Disclaimer: These are my personal notes on this paper. I am in no way related to this paper. All credits go towards the authors.

Recurrent Convolutional Strategies for Face Manipulation Detection in Videos

May 16, 2019 - Paper Link - Tags: Deepfake, Detection, RNN

Used a RNN for end-to-end deepfake detection. Had 96.9% accuracy on FaceForensics++'s C40 compressed Deepfake dataset.'

Pipeline: (1) detect, crop, and align faces on a sequence of frames, (2) Use RNN for detection
Used two different techniques for face alignment: Landmark-based alignment and Spatial transformer network. Landmark-based uses a simple similarity transformation using 7 points of the face (eye points, tip of nose, corners of mouth).

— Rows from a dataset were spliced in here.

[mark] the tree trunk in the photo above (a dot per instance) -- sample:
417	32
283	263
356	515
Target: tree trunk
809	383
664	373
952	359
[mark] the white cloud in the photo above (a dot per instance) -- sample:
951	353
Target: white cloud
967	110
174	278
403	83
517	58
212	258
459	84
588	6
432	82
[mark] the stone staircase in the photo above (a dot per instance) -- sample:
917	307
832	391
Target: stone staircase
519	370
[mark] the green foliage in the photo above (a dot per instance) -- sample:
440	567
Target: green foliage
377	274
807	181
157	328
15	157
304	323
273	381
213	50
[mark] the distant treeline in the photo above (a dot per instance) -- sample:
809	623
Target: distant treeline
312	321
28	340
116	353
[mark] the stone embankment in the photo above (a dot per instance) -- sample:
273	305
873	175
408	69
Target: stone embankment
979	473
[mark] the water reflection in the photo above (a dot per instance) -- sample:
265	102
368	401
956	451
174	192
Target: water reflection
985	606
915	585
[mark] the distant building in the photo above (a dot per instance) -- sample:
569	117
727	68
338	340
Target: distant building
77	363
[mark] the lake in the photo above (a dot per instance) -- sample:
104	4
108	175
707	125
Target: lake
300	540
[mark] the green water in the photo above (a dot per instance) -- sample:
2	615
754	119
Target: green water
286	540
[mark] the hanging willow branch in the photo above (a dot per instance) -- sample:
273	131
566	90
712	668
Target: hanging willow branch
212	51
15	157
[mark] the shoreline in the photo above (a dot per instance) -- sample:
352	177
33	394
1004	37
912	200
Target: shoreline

The spacial transformer network (STN) performs spatial alignment of data with learnable affine transformation parameters.
Instead of averaging the probability of the video being malicious across frames, their method directly outputs the results from the RNN. This enables end-to-end training.
Tested on FaceForensics++'s C40 compression dataset.
Conclusions:

StarGAN alters the background as well, which can lead to artifacts in the background.

Although they used the hardest compression scheme for FaceForensics, DeepFakeDetection in FaceForensics is the new hardest dataset to beat in FaceForensics++.

Citation: Sabir, Ekraam, et al. "Recurrent convolutional strategies for face manipulation detection in videos." Interfaces (GUI) 3.1 (2019).